Patient self-care of periodontal pocket infections
Managing periodontal disease can be a very complex task. Multiple factors come into play and as dental professionals, we need to be able to assess these factors and recommend treatment and home care that will be effective at maintaining a healthy periodontium. In an article published in Periodontology 2000, the authors take a deep dive into exploring all the necessary aspects of the very important role of patient self-care in the maintenance and control of periodontal pocket infections.1
Mechanical removal of biofilm is the most utilized method, primarily using a toothbrush. I think it is safe to assume most of the population uses a toothbrush, albeit not as often as recommended. Studies have provided evidence that toothbrushing is effective for supragingival biofilm removal, however, it has limited effects on subgingival biofilm.
Antiseptic rinses have long been used as an adjunctive to mechanical biofilm removal. Recommendations for antiseptic rinses are based on the idea that the rinse will reach subgingival areas contributing to the control of biofilm. Unfortunately, research indicates that it is very difficult for the antiseptic rinse to reach the target site. If by chance the rinse does reach the target site, it is often unable to maintain a high enough concentration to affect the biofilm.
Chlorhexidine has long been considered the “gold standard” of antiseptic mouth rinses. It is important to note that it is very effective when controlling supragingival biofilm yet is inactivated by blood and serum. Of course, blood and serum are increased in inflamed periodontal pockets. There has been the concern associated with healing and cytotoxicity on human fibroblasts. This cytotoxicity was observed in vitro and has not been shown to interfere with healing in vivo.
Another promising antibacterial agent, receiving a lot of attention in the areas of endodontics and periodontics, is sodium hypochlorite. Future studies may lead us to utilize sodium hypochlorite more regularly when trying to maintain periodontal pockets.
Antiseptic rinses, even considering the above-listed shortcomings, may be a great adjunctive and should be considered for patients with disabilities and limited dexterity. It should not be used as a treatment to kill periodontal microorganisms that harbor in periodontal pockets, but more as a treatment to reduce supragingival biofilm formation.

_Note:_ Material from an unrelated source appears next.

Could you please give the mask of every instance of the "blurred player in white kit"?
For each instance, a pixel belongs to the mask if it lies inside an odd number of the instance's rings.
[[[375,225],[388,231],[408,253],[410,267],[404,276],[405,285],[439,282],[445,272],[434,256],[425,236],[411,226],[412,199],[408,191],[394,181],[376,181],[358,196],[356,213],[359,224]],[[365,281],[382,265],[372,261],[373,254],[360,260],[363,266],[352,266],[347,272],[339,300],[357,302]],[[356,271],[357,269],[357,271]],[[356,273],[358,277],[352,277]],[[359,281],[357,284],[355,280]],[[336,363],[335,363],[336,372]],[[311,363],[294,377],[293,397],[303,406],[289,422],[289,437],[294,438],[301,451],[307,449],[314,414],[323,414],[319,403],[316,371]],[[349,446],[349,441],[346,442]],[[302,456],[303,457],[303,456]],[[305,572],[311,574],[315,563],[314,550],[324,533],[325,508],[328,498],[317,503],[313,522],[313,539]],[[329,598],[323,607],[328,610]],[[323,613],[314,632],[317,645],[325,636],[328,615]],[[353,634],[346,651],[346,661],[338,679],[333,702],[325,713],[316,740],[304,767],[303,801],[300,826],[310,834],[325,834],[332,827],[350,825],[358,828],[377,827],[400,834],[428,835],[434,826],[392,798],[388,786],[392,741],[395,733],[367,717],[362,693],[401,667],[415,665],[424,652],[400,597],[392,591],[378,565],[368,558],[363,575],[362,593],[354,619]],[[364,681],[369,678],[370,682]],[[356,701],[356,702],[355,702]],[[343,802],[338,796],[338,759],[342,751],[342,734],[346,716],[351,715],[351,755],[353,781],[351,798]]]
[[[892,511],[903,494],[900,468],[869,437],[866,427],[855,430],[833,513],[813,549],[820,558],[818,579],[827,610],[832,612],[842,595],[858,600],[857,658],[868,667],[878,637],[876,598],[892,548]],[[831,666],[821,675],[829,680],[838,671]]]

Interdental cleaning is wildly important in the management of periodontal pockets and biofilm formation. There is weak evidence that flossing, wood sticks, and oral irrigators reduce gingivitis, however, interdental brushes have been shown to reduce biofilm formation and gingivitis. It is important to assess the individual patient’s needs as well as with which interdental tool they will be most compliant.
The most important factors in maintaining effective treatment and long-term preservation of the dentition is a combination of patient self-care and professional maintenance therapy. Continued motivation and support from clinicians can help patients make positive self-care changes. Motivating patients to change their habits may require the use of some psychological models, including interviewing the patient and behavior modification. Consider yourself a personal trainer for better oral health.
After reading the article, do you see ways you could change your approach to better serve your patients? How do you encourage behavior changes, such as compliance with interdental cleaning tools? Are you recommending antiseptic rinses, if so, are patients receptive and compliant in the use of these rinses?
- Nicole Birgit Arweiler, Thorsten M Auschill, Anton Sculean. Periodontol 2000. Feb 2018; 76(1): 164-179.